Vous avez récemment rencontré Robert de Niro, comme on a pu voir sur votre compte Instagram. Qu’est-ce que ça représente pour vous ?

« De Niro c’est quand même le plus grand comédien de cinéma vivant. Aucun comédien peut se targuer d’avoir sa filmographie ! Et humainement, la rencontre, c’était super. Je ne sais pas s’il est comme ça tout le temps, mais il était d’une gentillesse et d’une simplicité incroyables. Et marrant ! On s’est raconté tellement d’histoires que j’ai failli rater mon avion, il n’arrêtait pas de me mettre du vin ! »

 

Au même âge que De Niro aujourd’hui, vous vous voyez être acteur ?
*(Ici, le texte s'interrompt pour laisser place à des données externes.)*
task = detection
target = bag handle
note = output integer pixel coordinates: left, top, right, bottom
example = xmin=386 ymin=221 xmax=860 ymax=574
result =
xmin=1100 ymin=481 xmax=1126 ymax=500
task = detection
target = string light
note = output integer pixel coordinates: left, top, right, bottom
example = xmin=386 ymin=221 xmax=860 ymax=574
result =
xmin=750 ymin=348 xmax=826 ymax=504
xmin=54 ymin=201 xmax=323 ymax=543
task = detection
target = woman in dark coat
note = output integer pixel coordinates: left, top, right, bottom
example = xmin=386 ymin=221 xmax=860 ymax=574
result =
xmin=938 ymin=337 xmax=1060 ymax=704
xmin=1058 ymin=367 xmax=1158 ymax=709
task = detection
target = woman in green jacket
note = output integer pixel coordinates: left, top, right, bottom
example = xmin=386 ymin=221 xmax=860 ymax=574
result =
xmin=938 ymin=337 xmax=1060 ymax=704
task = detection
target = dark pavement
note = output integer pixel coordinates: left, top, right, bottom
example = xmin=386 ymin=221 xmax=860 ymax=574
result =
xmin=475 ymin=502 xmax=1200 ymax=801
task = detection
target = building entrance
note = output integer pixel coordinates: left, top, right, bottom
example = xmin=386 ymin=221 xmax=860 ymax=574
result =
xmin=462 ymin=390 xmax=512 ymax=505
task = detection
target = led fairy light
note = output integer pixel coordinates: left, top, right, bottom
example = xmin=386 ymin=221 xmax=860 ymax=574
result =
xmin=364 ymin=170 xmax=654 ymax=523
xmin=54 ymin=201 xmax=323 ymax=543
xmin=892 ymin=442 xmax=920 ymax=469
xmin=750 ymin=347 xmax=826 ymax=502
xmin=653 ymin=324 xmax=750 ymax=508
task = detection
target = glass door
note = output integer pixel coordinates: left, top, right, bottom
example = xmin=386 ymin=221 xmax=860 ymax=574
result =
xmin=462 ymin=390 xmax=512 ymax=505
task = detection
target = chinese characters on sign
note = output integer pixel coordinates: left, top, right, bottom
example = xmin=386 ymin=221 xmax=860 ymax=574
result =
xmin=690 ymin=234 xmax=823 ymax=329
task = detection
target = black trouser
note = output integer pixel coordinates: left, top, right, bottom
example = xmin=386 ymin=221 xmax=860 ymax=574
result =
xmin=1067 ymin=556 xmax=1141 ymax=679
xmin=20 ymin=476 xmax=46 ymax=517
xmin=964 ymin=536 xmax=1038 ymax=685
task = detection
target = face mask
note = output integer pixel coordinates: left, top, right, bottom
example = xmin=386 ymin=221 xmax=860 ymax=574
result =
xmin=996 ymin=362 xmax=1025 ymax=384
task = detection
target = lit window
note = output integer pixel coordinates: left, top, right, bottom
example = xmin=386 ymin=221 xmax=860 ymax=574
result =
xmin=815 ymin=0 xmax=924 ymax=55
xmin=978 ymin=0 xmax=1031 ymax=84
« Non. Il y a tellement de choses à faire dans la vie, à découvrir dans le monde… Je vais vous raconter une anecdote. Lors de mon dernier jour de tournage sur ‘Our Souls At Night’, j’ai eu une discussion avec Robert Redford. Je lui ai demandé : « Comment ça se fait vous travaillez encore à votre âge ? » Parce que ça ne se voit pas à l’écran, mais en vrai, tu vois qu’il est vieux. Il bouge mal… Et tu vois qu’il sent, lui aussi, qu’il se rapproche de la mort. A un certain âge, tu t’en rends compte, et je sens qu’il s’en rend compte. Donc je lui pose cette question, et avec la grâce qui le caractérise, il me répond : « Tu sais ce qu’un acteur de mon âge fait quand il s’arrête de travailler ? Il meurt. » Et la première chose que je me suis dit, c’est : « Ça c’est un truc qui ne m’arrivera jamais. » Je ne dirai jamais ça. Je vais mourir sur une montagne en Crète, près des dieux, comme ça j’y suis plus vite (rires) »

 

C’est un autre rapport au métier…

« Ce n’est pas un rapport au métier, c’est un rapport à la vie. Il continue à travailler parce que ça le tient en vie. C’est ça que je trouve magnifique. C’est un comédien qui a tout prouvé. Il s’est engagé socialement, politiquement, c’était une des plus grandes stars de son époque, il a tourné avec les plus grands, il a monté Sundance, inspiré des générations… Donc aujourd’hui, la seule chose qu’il veut faire, c’est des rôles simples, et sincères. C’est tellement beau, ça me donne des frissons ! »

 

En quelques mots…

Un homme, une femme, des flingues. L’amour et le crime sont deux thèmes qu’on retrouve sur grand écran depuis que le cinéma existe, et dans ‘Le Fidèle’, Michaël R. Roskam en livre sa vision personnelle. Après le succès foudroyant de ‘Rundskop’ et l’incursion américaine de ‘The Drop’, le cinéaste flamand et son fidèle acteur Matthias Schoenaerts livrent une romance aux relents de grand banditisme à la bruxelloise. Gino dit Gigi (Schoenaerts) est un beau gosse brusseleir. Bénédicte, dite Bibi (Adèle ‘La Vie d’Adèle’ Exarchopoulos) est une Wallonne bon chic bon genre. Le premier braque des banques, la seconde pilote des voitures de course. Bien sûr, leur amour sera passionnel et semé d’embûches… La première heure du film est une plongée fascinante dans un univers de polar, qui séduit grâce au charme incontestable de ses deux héros, mais aussi son travail esthétique de l’image (couleurs et déco intemporelles) et du son (le ‘parler’ bruxellois gouailleur des acteurs se fait entendre copieusement). Hélas, la deuxième partie, qui accélère le tempo et enchaîne les rebondissements improbables, s’avère décevante. L’approfondissement des personnages (surtout Bibi) pâtissent de ce montage inégal. Au final, ‘Le Fidèle’ hésite entre le blockbuster et le film d’auteur, et c’est dans cet entre-deux tangible que ses faiblesses se dévoilent.